Risk Factors for AVN
Avascular Necrosis (AVN) is a worrisome complication from the treatment of hip dysplasia (learn more about AVN here). As the name suggests, this occurs when there is loss of the blood supply to the ball of the femur (femoral head) when the ball is put back into the socket during treatment. Many times the baby recovers without any long-term consequences, but severe loss of blood supply can cause growth disturbances and lead to extra surgery.
Known risk factors include excessive pressure on the femoral head when a severe dislocation is popped back into the hip socket. This occurs because the muscles become tight when the hip is pulled down to the level of the socket. Extreme positions in a cast or brace may increase the risk of AVN, especially for more severe dislocations.
One question that has puzzled doctors now has an answer according to a paper published in May, 2017 in the Journal of Bone and Joint Surgery and co-authored by a member of the IHDI Medical Advisory Board (view the complete paper here). That question is whether it helps to wait for the hips to show early signs of growth before beginning vigorous attempts at putting the hip back into the socket. Before the age of approximately six to twelve months, the femoral head is totally cartilage without any bone showing on x-ray. As the hip grows, some bone forms in the center of the ball to give added support. This bone center is called the “ossific nucleus”, but the appearance of the ossific nucleus may be delayed when the hip is dislocated.
Some doctors have the opinion that the cartilage ball is softer and more likely to be damaged before the bone center has appeared on x-ray. This has led them to postpone closed or open reduction until the child is older after the hip has developed the bone center. However, the recent report in the Journal of Bone and Joint Surgery has conclusively determined that the presence of the bone center does not have an effect on the risk of AVN.

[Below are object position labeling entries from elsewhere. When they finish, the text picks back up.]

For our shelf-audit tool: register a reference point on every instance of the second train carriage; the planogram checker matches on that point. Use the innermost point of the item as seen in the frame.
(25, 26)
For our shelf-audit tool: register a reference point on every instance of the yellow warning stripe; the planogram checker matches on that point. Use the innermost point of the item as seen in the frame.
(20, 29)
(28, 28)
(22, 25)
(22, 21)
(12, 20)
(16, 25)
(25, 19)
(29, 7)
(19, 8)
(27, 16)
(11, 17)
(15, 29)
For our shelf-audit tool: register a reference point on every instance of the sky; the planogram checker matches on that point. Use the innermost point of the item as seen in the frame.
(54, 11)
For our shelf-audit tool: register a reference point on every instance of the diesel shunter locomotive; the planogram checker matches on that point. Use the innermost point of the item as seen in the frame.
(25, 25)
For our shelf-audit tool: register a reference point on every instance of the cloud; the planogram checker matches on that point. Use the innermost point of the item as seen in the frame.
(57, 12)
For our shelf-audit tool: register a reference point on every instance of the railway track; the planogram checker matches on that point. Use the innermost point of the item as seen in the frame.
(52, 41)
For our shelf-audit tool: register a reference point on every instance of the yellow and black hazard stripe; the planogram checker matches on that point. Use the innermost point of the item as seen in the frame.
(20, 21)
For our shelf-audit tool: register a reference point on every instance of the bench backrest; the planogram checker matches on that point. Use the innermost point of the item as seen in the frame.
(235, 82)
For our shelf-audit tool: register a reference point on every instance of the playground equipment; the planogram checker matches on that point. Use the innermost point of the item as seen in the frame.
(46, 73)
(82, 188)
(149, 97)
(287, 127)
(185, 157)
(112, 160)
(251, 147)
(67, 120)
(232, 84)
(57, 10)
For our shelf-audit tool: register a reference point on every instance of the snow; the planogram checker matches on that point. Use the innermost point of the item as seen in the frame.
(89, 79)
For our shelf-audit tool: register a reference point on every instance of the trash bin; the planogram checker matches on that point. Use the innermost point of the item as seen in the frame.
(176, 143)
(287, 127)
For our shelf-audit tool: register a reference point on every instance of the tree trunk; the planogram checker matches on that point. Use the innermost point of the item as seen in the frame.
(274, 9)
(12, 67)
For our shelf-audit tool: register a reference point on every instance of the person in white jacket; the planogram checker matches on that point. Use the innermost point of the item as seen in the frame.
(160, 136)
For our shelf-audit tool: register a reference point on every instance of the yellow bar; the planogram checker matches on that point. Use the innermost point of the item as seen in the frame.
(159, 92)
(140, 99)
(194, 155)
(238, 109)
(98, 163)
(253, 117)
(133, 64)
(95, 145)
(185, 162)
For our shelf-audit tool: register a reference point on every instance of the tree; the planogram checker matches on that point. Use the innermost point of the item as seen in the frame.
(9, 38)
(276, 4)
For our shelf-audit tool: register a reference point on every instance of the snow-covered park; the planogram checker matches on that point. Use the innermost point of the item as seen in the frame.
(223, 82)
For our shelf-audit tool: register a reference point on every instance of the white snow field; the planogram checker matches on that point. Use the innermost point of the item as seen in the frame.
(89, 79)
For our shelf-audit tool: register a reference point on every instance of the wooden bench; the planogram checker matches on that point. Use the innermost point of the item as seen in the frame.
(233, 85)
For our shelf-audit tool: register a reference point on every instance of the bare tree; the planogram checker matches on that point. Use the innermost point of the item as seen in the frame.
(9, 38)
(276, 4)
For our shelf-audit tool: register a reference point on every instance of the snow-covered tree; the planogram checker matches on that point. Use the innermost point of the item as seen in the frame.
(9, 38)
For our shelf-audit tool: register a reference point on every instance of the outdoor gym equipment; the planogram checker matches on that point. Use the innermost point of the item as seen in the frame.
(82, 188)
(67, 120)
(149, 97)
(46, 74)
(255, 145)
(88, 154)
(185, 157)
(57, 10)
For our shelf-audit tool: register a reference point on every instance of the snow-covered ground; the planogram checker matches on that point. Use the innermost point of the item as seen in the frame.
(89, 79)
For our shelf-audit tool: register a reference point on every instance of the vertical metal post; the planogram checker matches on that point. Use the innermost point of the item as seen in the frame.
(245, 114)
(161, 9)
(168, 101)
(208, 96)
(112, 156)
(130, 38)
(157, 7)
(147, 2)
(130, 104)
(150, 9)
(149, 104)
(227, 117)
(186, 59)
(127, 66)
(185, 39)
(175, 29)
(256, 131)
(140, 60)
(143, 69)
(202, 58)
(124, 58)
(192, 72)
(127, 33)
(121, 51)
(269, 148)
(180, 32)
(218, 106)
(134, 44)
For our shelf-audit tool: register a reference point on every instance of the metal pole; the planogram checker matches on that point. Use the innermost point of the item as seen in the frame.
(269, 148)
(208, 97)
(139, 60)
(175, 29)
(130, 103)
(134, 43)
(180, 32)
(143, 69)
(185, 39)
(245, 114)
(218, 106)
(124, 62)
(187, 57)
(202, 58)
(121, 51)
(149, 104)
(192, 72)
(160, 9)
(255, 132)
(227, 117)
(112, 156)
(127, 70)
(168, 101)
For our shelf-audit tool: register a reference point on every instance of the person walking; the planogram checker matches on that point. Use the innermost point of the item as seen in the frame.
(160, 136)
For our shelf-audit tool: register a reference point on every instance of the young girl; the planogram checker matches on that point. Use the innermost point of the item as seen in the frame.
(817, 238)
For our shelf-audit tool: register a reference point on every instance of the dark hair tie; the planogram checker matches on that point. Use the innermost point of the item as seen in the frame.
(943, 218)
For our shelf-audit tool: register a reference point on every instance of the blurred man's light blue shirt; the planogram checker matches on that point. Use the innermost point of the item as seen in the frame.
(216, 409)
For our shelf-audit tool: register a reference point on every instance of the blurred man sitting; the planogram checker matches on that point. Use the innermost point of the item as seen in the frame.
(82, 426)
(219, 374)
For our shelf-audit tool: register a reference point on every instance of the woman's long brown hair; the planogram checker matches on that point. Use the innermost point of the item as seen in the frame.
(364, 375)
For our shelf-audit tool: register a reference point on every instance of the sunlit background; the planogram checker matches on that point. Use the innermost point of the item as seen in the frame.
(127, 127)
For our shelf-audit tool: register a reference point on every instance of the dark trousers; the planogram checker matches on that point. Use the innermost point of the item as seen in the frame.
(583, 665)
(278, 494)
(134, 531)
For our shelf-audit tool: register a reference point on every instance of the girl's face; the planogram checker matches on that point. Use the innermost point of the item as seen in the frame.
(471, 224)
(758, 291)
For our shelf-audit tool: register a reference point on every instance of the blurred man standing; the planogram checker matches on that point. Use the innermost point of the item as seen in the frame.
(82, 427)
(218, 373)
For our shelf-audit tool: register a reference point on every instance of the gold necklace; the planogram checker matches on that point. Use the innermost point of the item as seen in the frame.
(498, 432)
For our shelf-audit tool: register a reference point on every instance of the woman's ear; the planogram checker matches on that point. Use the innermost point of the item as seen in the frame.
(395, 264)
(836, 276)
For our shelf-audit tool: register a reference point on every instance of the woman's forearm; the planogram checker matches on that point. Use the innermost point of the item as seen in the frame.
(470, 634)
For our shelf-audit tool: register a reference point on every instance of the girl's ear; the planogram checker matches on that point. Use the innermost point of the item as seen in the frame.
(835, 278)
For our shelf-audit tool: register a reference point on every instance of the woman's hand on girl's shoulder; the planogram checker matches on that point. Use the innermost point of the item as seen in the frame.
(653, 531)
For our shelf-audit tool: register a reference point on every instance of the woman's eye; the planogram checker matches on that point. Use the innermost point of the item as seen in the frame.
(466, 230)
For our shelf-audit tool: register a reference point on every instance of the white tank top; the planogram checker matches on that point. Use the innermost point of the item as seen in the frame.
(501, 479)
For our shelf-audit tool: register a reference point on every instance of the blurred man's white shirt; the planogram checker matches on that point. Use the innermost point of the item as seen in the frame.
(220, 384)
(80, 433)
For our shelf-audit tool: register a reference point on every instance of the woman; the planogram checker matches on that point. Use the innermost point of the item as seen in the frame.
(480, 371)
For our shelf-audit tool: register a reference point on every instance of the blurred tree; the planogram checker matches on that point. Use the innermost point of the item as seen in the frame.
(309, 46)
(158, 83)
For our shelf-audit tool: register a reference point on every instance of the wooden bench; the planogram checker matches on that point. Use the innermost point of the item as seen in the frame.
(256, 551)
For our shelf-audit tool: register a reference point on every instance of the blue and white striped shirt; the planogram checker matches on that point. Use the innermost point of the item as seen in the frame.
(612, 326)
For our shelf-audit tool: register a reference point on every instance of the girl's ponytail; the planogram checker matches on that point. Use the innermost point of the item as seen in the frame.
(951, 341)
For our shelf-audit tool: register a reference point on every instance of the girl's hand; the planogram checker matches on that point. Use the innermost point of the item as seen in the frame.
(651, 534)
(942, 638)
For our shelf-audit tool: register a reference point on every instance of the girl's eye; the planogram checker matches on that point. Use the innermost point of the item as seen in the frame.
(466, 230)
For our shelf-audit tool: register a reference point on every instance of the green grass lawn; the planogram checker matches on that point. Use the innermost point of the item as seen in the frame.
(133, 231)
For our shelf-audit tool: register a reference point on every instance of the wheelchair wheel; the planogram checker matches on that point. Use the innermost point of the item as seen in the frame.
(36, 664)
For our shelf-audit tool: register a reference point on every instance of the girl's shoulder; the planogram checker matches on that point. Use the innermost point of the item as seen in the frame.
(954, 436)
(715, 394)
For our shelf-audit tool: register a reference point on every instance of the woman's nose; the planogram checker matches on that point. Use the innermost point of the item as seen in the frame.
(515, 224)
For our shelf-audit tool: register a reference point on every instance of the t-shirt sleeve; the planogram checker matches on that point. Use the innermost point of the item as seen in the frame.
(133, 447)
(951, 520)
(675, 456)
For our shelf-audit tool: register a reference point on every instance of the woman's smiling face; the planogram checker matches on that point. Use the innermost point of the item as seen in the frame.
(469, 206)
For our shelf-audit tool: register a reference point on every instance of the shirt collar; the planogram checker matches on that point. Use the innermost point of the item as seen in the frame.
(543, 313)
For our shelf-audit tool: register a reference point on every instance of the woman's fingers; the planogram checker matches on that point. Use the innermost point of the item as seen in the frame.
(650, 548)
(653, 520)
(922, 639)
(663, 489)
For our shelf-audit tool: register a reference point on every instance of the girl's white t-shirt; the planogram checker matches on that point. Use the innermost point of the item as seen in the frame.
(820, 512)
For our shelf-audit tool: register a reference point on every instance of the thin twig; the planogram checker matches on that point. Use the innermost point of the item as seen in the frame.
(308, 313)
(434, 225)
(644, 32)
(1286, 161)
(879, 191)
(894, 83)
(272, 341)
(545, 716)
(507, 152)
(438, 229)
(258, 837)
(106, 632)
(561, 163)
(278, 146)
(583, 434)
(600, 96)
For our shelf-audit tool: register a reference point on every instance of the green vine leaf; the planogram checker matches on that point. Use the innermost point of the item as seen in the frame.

The authors of the study counted the results of twenty-one published papers that reported reduction of hip dislocations. There were a total of 608 cases that were reduced before the bone center was present, and 969 cases that were reduced after the appearance of the bone center. There were no differences in the risk of AVN between these two groups of patients. A previous study published in 2009 had similar findings but this recent report includes four times more patients than the 2009 report. This makes the current study much more reliable because of the larger number of patients that were reviewed.
This means that closed reduction can proceed when it is needed instead of waiting for the bone center to appear on x-ray. This is good news because earlier reduction generally leads to better hip development. One worrisome part of the report is that although the ossific nucleus didn’t play a role in the risk of AVN, the amount of AVN is still too high. The IHDI and other researchers are trying to find ways to decrease the risk of AVN, but now we can eliminate the bone center as a factor that has consumed a lot of research time and expense.